Frederick West, 52, a builder accused of their murders, lived for years in the village of Much Marcle, which is close to the Kempley site. Privately, police believe at least one body is buried there.

The four victims named yesterday were: Lucy Partington, 21, of Gretton, Gloucestershire; Juanita Mott, 18, of Newent, Gloucestershire; Lynda Gough, 19, and Alison Chambers, 16. The last two were believed to be living in Gloucester when they disappeared. Mr West is also charged with murdering five other women.

Police are attempting to identify the remaining two bodies found in the house. It is more than a month since police began digging there. An inquest will open on the named victims in Gloucester next month.

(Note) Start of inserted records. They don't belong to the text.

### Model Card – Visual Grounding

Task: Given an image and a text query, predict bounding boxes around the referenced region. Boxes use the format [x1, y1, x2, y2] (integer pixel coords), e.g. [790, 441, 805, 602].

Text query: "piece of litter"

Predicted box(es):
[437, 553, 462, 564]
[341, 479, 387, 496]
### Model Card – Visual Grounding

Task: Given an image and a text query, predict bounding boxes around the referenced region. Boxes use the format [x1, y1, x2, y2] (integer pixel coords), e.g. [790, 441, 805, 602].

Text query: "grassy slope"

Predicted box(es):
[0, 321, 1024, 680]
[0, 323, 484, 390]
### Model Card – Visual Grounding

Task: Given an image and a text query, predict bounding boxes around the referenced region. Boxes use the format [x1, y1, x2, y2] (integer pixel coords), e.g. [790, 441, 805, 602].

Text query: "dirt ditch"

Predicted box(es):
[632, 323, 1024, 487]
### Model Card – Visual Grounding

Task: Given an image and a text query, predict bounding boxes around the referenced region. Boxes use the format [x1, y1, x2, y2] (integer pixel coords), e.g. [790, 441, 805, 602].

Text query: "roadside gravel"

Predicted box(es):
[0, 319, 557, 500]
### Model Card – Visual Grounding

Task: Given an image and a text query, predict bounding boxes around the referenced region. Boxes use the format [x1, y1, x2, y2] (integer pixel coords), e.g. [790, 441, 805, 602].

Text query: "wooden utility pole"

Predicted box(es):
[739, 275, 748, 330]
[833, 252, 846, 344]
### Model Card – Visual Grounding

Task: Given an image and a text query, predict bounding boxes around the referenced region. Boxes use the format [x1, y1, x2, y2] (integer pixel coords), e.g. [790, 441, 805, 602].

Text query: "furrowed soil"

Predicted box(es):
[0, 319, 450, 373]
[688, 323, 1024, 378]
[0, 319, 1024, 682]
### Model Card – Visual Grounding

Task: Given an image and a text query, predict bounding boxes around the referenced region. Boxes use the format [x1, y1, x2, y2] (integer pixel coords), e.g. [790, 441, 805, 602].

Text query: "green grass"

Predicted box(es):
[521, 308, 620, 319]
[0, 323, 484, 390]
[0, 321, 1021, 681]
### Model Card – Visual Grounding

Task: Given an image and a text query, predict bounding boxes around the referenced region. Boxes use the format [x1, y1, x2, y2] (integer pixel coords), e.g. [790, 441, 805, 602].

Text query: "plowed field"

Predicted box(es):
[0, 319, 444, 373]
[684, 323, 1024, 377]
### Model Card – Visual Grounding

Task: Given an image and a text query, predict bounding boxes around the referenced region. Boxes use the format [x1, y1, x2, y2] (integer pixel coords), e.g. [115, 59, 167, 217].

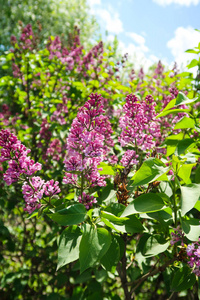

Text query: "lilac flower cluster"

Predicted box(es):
[0, 130, 60, 213]
[11, 24, 35, 50]
[186, 239, 200, 276]
[78, 192, 97, 209]
[63, 94, 113, 209]
[119, 94, 160, 166]
[170, 226, 184, 246]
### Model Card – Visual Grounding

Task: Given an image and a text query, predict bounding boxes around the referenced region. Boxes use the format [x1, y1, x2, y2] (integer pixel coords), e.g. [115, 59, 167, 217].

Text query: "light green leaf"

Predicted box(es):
[181, 183, 200, 216]
[178, 164, 196, 184]
[156, 108, 190, 118]
[101, 237, 120, 271]
[101, 211, 128, 225]
[79, 224, 111, 273]
[57, 225, 82, 270]
[98, 162, 115, 175]
[182, 219, 200, 241]
[121, 193, 164, 217]
[48, 203, 86, 226]
[174, 117, 195, 129]
[177, 139, 195, 155]
[171, 266, 196, 292]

The remains of three bodies found in the garden were those of Mr West's 16-year-old daughter, Heather, Shirley Ann Robinson, 18, a lodger from Leicestershire, and a third, unindentified woman.

The four named yesterday were found beneath the cellar and a ground-floor bathroom. Digging at Cromwell Street is likely to continue for another week, while Detective Superintendent John Bennett, who is leading the inquiry, said police would be searching 'a number of areas' at Kempley.

Det Supt Bennett said that Mr West's wife, Rosemary, 40, arrested with him in February, was still free on bail.

The four women named yesterday all went missing in or near Gloucester during a six-year period from April 1973.

Lynda Gough, a seamstress, vanished in April 1973 after leaving her parents' home to move into a flat in the city centre. Her disappearance was reported to police but no trace of her was found.

A statement from her parents said yesterday: 'Our daughter left home just two weeks before her 20th birthday. All our efforts to trace her failed. Down all the years we have lived in the hope that she would come home. Now we know that she will not.'

Juanita Mott failed to return to her home in Newent, 12 miles from Gloucester in April 1973. Her disappearance was not reported to police but her photograph and details were included in articles on missing persons.

Lucy Partington, an English language student at Exeter University, was last seen in December, 1973, when she went to visit friends in Cheltenham. She left to catch a bus to her home at Gretton, Gloucestershire, and was never seen again. A police investigation found no trace of her.

Alison Chambers was last seen in September 1979. She was a YTS trainee at a firm of solicitors in Gloucester. Her disappearance was reported to the Missing Persons Bureau, but not to police.